What Is The Bounce Rate?
The bounce rate is commonly understood a session with no user interaction. This definition is only apparently clear, because in practice it contains many exceptions. Usually, a rejection session is counted as a user who visits our website without reloading it. So we can even include cases where the session time is long, and the visitor scrolls a given subpage or clicks buttons that take it to another part of the page. If a product is added to the cart, if the user does not access it later, it will also counted as a [Bounce Rate].
Of course, this is all true, as long as we do not tag individual actions on the website with events. In such cases, triggering an event will treated as an interaction. Of course, there are also options for setting non-interaction events – Events without interaction. We can also make our Bounce dependent on the time spent on the site. How we see what the bounce rate is largely depends on how we define it ourselves.
Too High And Too Low Bounce Rate
Having a bounce rate that is too high can worrying, but it should noted that we should not assume that there is a gold standard for a bounce rate for all sites. For some of the more exclusive brands, a high bounce rate will come naturally.
However, is a bounce rate that is too low a cause for satisfaction? It is true that each of us should try to improve this metric as much as possible, but a sudden drop or extremely low BR level may mean that we are not counting it correctly, and therefore we are not making decisions based on correct data. If our bounce rate is close to zero, you can suspect that we are automatically generating a second event on the page that distorts our results. This could be in between an additional display event.
If you do not know whether you measure your bounce rate correctly, or if it is far from your expectations, be sure to contact specialists – e.g. Conversion – who will analyze and improve this rate
Another Way To Measure User Engagement
However, we do not have to rely on the standard metric offered by Google Analytics. We may choose to determine user involvement by setting a minimum time on the site that will allow us to determine whether a given user has found the necessary information here. You can set this time to 10, 30 or more seconds, for example.
It will an interesting solution especially for blog pages with long articles. The above change can made from the level of Google Tag Manager or by a minor modification and annotation in the Google Analytics code on the website.
How To Reduce Your Bounce Rate
The bounce rate most often influenced by a negative user experience on the website. For this reason, it is always worth ordering a detailed UX audit that will indicate the most important errors. However, there are a number of standard and repetitive errors that you can look at.

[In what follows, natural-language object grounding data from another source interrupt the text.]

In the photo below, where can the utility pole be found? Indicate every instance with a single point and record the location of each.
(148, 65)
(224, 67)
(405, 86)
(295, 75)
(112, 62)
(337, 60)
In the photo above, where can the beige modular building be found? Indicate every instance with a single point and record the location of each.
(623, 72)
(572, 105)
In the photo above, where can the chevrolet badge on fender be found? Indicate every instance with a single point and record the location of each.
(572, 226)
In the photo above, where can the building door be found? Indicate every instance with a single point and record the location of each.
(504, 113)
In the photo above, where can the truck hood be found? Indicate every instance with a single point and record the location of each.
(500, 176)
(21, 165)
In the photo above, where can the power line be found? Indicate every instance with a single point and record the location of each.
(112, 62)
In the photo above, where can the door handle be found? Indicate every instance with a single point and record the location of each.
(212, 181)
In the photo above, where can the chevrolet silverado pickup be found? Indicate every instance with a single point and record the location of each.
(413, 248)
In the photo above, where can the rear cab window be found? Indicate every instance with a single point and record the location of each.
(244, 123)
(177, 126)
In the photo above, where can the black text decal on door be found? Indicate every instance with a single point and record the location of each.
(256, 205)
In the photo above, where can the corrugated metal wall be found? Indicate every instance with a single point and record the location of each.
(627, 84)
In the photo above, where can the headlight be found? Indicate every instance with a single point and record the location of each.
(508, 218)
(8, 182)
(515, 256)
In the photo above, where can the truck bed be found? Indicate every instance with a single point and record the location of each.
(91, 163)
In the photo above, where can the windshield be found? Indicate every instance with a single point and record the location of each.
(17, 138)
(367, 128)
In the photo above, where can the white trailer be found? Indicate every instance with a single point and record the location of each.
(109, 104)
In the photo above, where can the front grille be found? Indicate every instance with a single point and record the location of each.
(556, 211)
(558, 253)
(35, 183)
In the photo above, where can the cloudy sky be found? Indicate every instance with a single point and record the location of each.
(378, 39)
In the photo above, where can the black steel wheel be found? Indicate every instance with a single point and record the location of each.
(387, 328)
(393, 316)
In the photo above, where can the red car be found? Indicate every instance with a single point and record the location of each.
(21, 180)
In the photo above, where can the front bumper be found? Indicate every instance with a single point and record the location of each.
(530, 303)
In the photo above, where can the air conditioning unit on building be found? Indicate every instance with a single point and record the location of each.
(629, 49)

One of them will surely the page load time. Users are not ready to wait tens of seconds for a page to reload. Of course, it is also worth taking care of adapting the website to mobile users, i.e. proper display of content, separating clickable elements from each other or setting the appropriate font size.
Users are often irritated by too many ads or pop-ups. If our [bounce rate] increases, it’s worth checking if we haven’t overloaded the page with pop-ups.
Simple navigation and an exposed search field on the website will also make it easier for the user to find the products and services they need, thanks to which we will increase the chance of a longer session and conversion.
We also cannot forget to reduce the number of outbound links that will lead visitors from our site.
The last point, but of course not the least, is creating good quality content that meets the needs of users.